E eu, sentado no chão com pernas cruzadas, em frente à vitrola, olhos fechados e abstraído do lugar onde estava, me transportava para outra dimensão, enquanto ouvia pela primeira vez em minha vida um disco dos Beatles.
Lembro da sensação que aquela música causou em mim, mas sei que nunca vou conseguir explicar ou sequer dar uma ideia do que senti. Era como se aquela música já estivesse dentro de mim desde que nasci, embora eu nunca a tivesse ouvido. E aqueles arranjos, sonoridades, ritmos e vozes eram tão mágicos, fascinantes e diferentes de tudo que existia, que quase não dava para acreditar que eram reais. Aquela música me representava.
E quando o lado A acabou eu virei e continuei direto ouvindo o lado B. E quando o lado B acabou eu virei e ouvi de novo o lado A. E quando o lado A acabou eu virei e ouvi de novo o lado B. E quando o lado B acabou eu virei e ouvi de novo o lado A. Sim, eu ouvi quatro vezes o disco sem parar, e só não continuei ouvindo mais vezes, noite adentro, porque meus parentes, que já deviam estar à beira da loucura com tantas repetições, devem ter me tirado do quarto à força, alegando que já era hora de eu ir dormir ou jantar ou qualquer outra coisa que me fizesse parar com aquela tortura.
Revolver, lançado em agosto de 1966, não foi apenas o primeiro álbum que eu comprei dos Beatles, foi também o primeiro álbum que comprei na vida. E foi uma primeira vez inesquecível, como são todas as primeiras vezes.
Certas sensações, como a que a música dos Beatles causava a tanta gente, inclusive a mim, parecem ser mais intensas em jovens. Dizem alguns estudiosos, que a causa seria porque a mente jovem é mais suscetível a certas emoções. Isso talvez explique o fenômeno social que na época foi definido como Beatlemania, quando milhões de jovens, em vários países, seriam capazes de tudo para ver seus ídolos ao vivo, e multidões em êxtase, tumultos e desmaios se tornaram frequentes por onde eles passavam. Dizem também que os Beatles fizeram tanto sucesso porque eram as pessoas certas, no momento certo no lugar certo. Mas talvez todas essas teorias não passem de especulações sem sentido. Afinal, quem de nós conhece a fundo o verdadeiro poder da música?

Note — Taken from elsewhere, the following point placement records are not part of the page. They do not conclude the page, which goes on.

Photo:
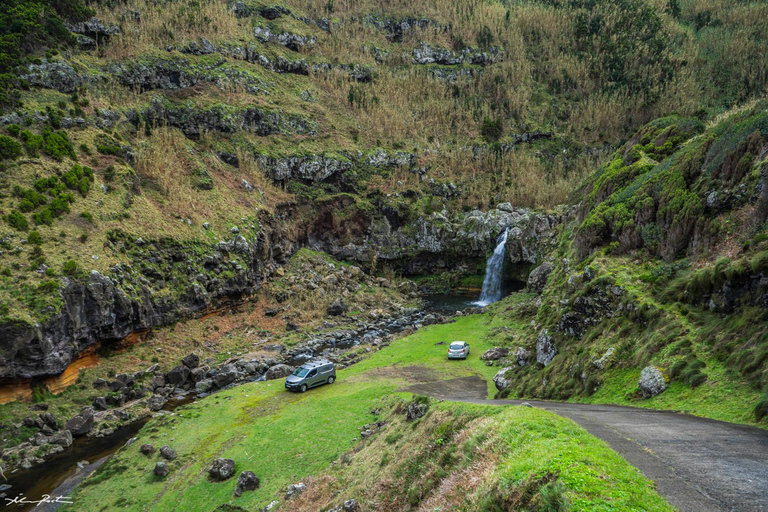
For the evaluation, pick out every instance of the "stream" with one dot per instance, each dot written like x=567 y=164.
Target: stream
x=60 y=473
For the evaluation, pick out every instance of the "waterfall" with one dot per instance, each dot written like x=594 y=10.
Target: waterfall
x=493 y=273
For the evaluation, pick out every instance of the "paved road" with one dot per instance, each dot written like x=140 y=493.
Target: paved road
x=698 y=465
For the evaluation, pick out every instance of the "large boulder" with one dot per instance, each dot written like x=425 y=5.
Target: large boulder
x=279 y=371
x=161 y=469
x=191 y=361
x=178 y=375
x=226 y=375
x=537 y=280
x=545 y=348
x=522 y=356
x=294 y=490
x=336 y=308
x=500 y=379
x=82 y=423
x=247 y=481
x=416 y=410
x=167 y=452
x=221 y=469
x=495 y=354
x=652 y=382
x=155 y=402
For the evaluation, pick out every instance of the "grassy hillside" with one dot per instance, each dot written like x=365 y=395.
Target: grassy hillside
x=508 y=101
x=664 y=264
x=515 y=456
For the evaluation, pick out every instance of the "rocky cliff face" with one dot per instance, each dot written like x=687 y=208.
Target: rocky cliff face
x=441 y=241
x=166 y=282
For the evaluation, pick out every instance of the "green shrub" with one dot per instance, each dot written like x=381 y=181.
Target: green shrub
x=70 y=268
x=34 y=238
x=33 y=143
x=17 y=220
x=57 y=144
x=9 y=148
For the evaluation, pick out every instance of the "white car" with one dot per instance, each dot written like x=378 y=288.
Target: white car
x=458 y=350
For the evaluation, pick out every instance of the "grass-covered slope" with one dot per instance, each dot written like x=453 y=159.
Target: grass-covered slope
x=511 y=456
x=665 y=265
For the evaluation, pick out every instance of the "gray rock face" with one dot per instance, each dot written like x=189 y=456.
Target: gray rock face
x=291 y=41
x=178 y=375
x=162 y=469
x=311 y=168
x=337 y=307
x=167 y=452
x=294 y=490
x=537 y=280
x=247 y=481
x=439 y=241
x=427 y=54
x=222 y=469
x=81 y=424
x=57 y=75
x=522 y=356
x=96 y=309
x=500 y=379
x=279 y=371
x=652 y=382
x=226 y=375
x=155 y=403
x=545 y=348
x=494 y=354
x=225 y=119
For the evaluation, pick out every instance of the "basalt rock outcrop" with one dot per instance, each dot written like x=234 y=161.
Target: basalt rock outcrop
x=107 y=308
x=440 y=241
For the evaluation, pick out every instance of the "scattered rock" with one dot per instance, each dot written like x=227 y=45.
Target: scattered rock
x=522 y=356
x=652 y=382
x=545 y=348
x=247 y=481
x=537 y=280
x=161 y=469
x=155 y=403
x=81 y=424
x=100 y=403
x=191 y=361
x=416 y=410
x=221 y=469
x=294 y=490
x=337 y=307
x=494 y=354
x=178 y=375
x=167 y=452
x=279 y=371
x=500 y=379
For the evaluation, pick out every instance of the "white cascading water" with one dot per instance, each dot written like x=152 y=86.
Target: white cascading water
x=494 y=273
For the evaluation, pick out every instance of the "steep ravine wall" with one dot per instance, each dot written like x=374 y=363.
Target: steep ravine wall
x=169 y=281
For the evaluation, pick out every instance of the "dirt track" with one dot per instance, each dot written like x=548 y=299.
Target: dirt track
x=698 y=465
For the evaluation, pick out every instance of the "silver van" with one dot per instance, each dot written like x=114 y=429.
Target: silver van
x=311 y=374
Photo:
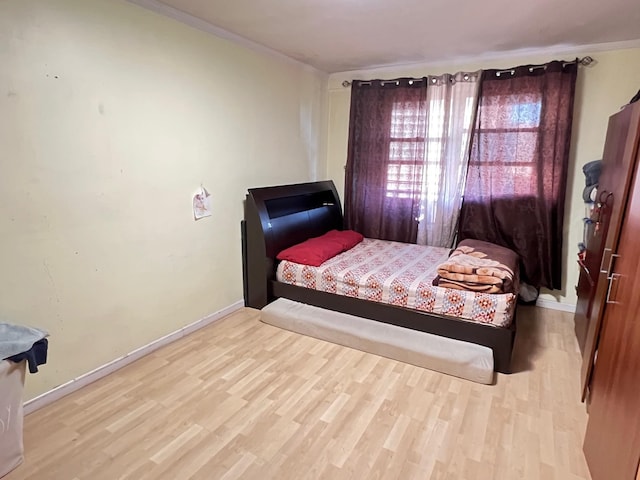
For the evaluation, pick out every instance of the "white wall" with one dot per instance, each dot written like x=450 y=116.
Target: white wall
x=601 y=90
x=111 y=117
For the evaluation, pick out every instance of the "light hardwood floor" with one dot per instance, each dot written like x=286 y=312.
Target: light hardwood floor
x=241 y=399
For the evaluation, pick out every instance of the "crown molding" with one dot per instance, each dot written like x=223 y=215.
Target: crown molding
x=204 y=26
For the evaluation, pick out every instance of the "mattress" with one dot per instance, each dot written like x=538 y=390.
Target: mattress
x=399 y=274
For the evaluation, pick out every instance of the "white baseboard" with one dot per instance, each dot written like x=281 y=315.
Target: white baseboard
x=552 y=305
x=83 y=380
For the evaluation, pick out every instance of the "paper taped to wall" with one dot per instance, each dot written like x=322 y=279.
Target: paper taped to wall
x=201 y=204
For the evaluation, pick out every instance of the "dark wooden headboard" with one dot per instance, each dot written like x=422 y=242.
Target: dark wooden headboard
x=276 y=218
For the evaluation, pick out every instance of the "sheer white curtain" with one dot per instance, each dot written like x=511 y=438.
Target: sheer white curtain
x=451 y=105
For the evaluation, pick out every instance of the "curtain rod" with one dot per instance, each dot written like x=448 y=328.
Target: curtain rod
x=584 y=61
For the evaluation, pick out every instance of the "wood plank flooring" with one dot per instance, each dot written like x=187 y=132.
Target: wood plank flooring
x=241 y=399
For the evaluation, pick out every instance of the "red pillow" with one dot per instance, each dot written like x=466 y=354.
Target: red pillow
x=318 y=250
x=314 y=251
x=348 y=238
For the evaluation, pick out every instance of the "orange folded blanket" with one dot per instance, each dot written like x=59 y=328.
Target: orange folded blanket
x=480 y=267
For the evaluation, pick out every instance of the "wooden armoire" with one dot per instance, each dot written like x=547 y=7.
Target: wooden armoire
x=608 y=310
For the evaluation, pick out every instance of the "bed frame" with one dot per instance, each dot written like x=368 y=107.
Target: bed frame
x=281 y=216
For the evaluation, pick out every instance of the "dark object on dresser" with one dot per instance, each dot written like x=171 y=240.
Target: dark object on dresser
x=281 y=216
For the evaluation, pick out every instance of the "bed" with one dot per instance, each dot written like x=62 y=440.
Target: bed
x=279 y=217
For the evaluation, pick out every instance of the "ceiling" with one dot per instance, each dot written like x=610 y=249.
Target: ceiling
x=342 y=35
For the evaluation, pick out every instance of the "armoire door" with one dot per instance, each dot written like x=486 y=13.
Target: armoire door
x=618 y=165
x=612 y=439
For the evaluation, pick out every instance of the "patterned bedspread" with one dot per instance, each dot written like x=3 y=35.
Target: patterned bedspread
x=399 y=274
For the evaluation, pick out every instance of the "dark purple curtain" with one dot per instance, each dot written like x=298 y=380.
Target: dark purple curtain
x=385 y=158
x=517 y=176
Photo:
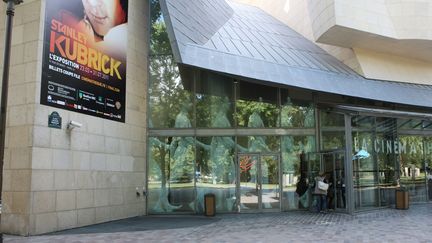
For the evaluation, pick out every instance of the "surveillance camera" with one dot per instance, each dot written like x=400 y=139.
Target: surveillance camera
x=73 y=124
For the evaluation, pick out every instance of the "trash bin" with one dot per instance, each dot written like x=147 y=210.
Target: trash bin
x=209 y=205
x=402 y=198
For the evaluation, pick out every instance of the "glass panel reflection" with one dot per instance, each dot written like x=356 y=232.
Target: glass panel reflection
x=216 y=173
x=249 y=187
x=412 y=166
x=215 y=106
x=296 y=114
x=257 y=109
x=294 y=171
x=270 y=182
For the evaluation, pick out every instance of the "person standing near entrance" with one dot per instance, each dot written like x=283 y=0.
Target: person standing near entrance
x=320 y=192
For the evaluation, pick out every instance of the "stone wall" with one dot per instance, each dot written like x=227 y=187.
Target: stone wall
x=56 y=179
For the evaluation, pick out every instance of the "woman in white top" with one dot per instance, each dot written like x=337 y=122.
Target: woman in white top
x=320 y=194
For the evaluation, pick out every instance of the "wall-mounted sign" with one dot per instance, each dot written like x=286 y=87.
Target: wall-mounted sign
x=84 y=57
x=54 y=120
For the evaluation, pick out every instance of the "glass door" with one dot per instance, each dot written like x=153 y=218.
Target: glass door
x=259 y=187
x=332 y=163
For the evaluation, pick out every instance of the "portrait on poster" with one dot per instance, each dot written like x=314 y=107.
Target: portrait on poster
x=84 y=57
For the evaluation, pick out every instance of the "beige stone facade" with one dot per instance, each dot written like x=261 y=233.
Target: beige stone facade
x=380 y=39
x=56 y=179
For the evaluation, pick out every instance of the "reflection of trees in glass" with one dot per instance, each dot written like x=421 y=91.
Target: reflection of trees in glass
x=329 y=119
x=166 y=89
x=257 y=143
x=158 y=155
x=298 y=116
x=333 y=140
x=413 y=157
x=267 y=112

Mas uma coisa eu admito: Apesar de em todos estes anos ter vivido muitas paixões musicais, e continuar fascinado por música, curtindo e procurando novidades, aquela sensação de 'não conseguir explicar o que estou sentindo ao ouvir uma música' foi ficando cada vez mais difícil de ser encontrada, e hoje em dia é quase impossível de achar.
Não sei se a razão seria porque eles foram tão criativos que quase nada do que veio após foi capaz de causar em mim o mesmo impacto, ou se é porque tanta coisa hoje em dia nos causa impacto que acabei me tornando impermeável à música que se ouve por aí.
Ou quem sabe, e isso é mais provável, a razão é simplesmente porque aquela foi a primeira vez. E a primeira vez só acontece uma vez.
Publicado em 24.03.2018
N. do A.: Revolver é o sétimo álbum dos Beatles e atingiu o primeiro lugar nas paradas de sucesso americana, inglesa e de vários países. Está listado como um dos 200 álbuns definitivos no Rock and Roll Hall of Fame, entidade que relaciona os melhores álbuns já produzidos por artistas ou bandas da história da música.